16 July 2008

Back in the Summer of '44

I went to see Female Agents (Femmes de l'Ombre, or "Women of the Shadows" in French) partly to keep on track with my cinema going, partly because it was French and I do like to at least feign language abilities and partly because the trailer made it looked as though it was about sex as much as about war and death and stuff. To be fair, it was quite gripping, even if part of the film irritated me.

Sophie BondGirl plays Louise, a young, French widow whose brother Pierre convinces her to take part in an SOE mission to rescue a convenient plot device geologist from a hospital in the south of France. He has BIG NOLEDGES about the planned Normandy landings and so the Germans are pretty keen to get hold of him, so it falls to Pierre, Louise and a motley crew of three women they bribe, seduce and blackmail (respectively) into helping to rescue Monsieur Le Geologue. The W Team contains a convicted murderess, a timid, religious girl with a penchant for blowing stuff up, and a nightclub dancer who fled to Angleterre after she left her now-Nazi lover at the altar. Only brawn, brains, bravery and boobs can bring about the success of this mission, clearly.

Off they fly to the south of France in search of the geologist. He isn't looking too good but hasn't cracked under the torturous hand of Colonel Heindrich just yet and certainly isn't telling Heindrich (who suspects that the Allies are planning a landing but can't quite convince his boss of this fact and is hoping to take the geologist with him to Berlin as proof) exactly what those strange looking concrete blocks on various Normandy beaches are or why he was collecting sand so late at night (emergency exfoliating facial?).

Not to worry, geologist dude - here come the Spice Girls, disguised variously as nurses and strippers dancers. Baby Spice sets to work on filling the Nazis' cars with explosives, Ginger (daughter of Le Depardieu) and Posh (the beautiful Marie Gillain) are going to be the entertainment for the night (some war hospital that provides dacing girls who get their kit off for the patients).

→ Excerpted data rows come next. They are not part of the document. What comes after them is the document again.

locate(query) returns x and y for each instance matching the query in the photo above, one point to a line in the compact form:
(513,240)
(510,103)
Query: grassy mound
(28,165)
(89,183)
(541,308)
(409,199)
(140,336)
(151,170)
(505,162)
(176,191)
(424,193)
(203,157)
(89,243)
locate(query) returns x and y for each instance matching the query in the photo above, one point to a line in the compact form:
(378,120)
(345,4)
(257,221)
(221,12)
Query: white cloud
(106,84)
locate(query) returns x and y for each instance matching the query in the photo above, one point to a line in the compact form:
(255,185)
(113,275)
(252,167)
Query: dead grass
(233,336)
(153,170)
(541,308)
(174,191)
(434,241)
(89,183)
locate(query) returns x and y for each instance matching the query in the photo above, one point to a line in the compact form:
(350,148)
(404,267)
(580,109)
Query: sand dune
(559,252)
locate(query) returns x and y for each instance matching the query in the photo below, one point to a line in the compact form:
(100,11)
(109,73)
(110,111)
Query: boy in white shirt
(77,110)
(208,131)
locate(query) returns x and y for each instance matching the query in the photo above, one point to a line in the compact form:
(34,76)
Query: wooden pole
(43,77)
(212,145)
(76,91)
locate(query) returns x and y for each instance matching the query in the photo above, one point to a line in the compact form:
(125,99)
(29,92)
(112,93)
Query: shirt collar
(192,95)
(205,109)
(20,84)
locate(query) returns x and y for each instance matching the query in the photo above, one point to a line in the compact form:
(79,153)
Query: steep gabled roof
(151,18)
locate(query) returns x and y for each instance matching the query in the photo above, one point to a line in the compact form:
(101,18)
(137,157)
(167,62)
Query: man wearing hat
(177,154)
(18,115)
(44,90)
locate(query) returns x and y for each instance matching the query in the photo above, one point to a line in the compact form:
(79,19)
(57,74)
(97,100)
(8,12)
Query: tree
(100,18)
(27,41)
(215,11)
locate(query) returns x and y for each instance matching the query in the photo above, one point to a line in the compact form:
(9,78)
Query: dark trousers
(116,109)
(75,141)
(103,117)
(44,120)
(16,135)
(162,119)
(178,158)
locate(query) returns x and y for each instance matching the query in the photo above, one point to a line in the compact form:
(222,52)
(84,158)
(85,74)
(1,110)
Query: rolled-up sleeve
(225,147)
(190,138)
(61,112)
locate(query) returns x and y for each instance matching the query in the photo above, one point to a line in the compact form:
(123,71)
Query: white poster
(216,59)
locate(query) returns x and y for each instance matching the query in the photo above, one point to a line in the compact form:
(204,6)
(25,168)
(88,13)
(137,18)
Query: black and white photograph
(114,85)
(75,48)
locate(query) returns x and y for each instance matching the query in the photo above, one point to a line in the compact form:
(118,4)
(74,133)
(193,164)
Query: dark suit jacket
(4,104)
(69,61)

Scary (Louise - well, she is pretty scary in her coolness and drive) heads off to find the English patient (sadly, no Ralph Fiennes) and preferably to kill Heindrich at the same time. Their contact at the hospital - Maria (Sporty - well, she was the most likely of the lot to be a lesbian) - turns the hospital's radio system into a useless mess of snipped wires. Also, Pierre does some good things because obviously, women couldn't be left completely to themselves on such an important mission.

There are some explosions and shit and in all the smoke and confusion, the ladies manage to get themselves and the geologist out of the hospital and into their gettaway vehicle without getting caught. Heindrich is left behind. "You're despicable!" he hisses in the gals' fleeting direction when he realises that one of those women has killed his transport and another has buggered the radio. Women should know their limits, OK?

Geologist isn't in too good a state but he does manage to pass some cryptic messages onto Pierre before they reach their plane pick up point, where Pierre announces that actually, the girls can't go back to Blighty just yet - there is just one little, tiny thing they need to do in Paris. They're not very happy about this but they aren't really left with much choice so on the train to Paris it is, and there they learn all about friendship, betrayal, trust, courage, self-belief, loyalty and various other abstract nouns.

I felt the movie rather shot itself in the foot during the dénouement, though. Having spent ninety minutes on a period of a few days, the director skims liberally over the next year in about ten minutes with some Dramatic Montages and real, genuine video footage of how the Yanks won WWII with a chirpy American voiceover (I wasn't sure if the French director put this in to be ironic, given how the whole of the rest of the film was all about the great efforts of the French resistance - more specifically the women - and the Brits; the only explanation for this could be that Jean-Paul Salomé was mocking the American habit of ignoring the role played by everyone else in WWII). The "sweet" coda and crappy "here's what happened next, summarised in a couple of random captions" really irritated me and could probably have been left out because they seemed to miss the point, for me, and seemed to clash too much with the ideas and mood of the rest of the film.

Nonetheless, the cast is attractive and charismatic enough to make Female Agents an interesting tale of Girl Power à la 1944. The male actors were all rather weak but then, they didn't really have much to do, so this is probably intentional. Certainly worth a peek but not at the expense of some of the other films out at the moment.